(Sharecast News) - Civitas Social Housing has secured a new seven-year term interest only loan facility of £84.55m, it announced on Friday, from M&G Investment Management.

The FTSE 250 company said the facility was priced at 2.75% above a fixed rate, set by reference to the LIBOR swap rate of the loan term, and would be repayable seven years from the date of utilisation.

It was secured by an existing portfolio of specialist supported living assets.

The facility was designed to support the company's continuing growth plans, with Civitas intending to use the proceeds of the facility during 2021 to enable the purchase of high-quality properties that form part of the pipeline of new transactions.

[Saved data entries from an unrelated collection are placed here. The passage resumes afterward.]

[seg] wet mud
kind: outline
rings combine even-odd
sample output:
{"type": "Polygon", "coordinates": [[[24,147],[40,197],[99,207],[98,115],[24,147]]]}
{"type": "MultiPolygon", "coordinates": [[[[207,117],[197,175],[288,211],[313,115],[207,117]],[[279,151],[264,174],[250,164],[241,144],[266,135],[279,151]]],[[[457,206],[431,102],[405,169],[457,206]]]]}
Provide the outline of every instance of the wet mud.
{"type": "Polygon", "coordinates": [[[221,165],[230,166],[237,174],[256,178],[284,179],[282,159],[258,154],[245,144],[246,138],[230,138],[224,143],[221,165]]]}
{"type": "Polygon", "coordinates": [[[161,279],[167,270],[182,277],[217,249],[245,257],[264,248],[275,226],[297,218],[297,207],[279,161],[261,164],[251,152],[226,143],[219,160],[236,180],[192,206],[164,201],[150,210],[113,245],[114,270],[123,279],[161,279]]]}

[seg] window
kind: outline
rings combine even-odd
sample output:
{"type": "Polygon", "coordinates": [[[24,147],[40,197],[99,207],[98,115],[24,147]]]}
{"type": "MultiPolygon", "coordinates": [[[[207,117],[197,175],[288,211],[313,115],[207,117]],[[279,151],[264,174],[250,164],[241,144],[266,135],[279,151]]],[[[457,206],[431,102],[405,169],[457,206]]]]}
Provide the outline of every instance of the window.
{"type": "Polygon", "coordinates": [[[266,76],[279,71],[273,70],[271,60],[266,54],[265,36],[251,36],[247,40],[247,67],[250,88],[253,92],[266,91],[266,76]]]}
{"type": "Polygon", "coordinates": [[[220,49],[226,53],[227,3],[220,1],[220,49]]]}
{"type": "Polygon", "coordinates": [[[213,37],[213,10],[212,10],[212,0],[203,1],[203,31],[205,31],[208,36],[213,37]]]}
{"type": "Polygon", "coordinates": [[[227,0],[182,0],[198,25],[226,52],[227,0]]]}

That, in turn, was expected to further enhance both rental income and in due course dividend cover.

The drawdown of the facility would increase the Company's loan-to-value ratio, based on gross portfolio assets, to 34.6%, maintaining its ongoing objective of a preferred gearing level of around 35% of gross portfolio asset value, with a ceiling of 40% of gross portfolio asset value.

"We are delighted to have secured this new loan facility from M&G, a leading institutional lender with extensive experience and understanding of the social housing sector," said chairman Michael Wrobel.

"We expect this loan to be utilised over the coming months to bring forward our extensive pipeline of high quality properties and continue to deliver on our dual mission of stable long-term income for our shareholders and excellent long-term accommodation for the residents in our properties."

At 0817 GMT, shares in Civitas were down 0.37% at 107.2p.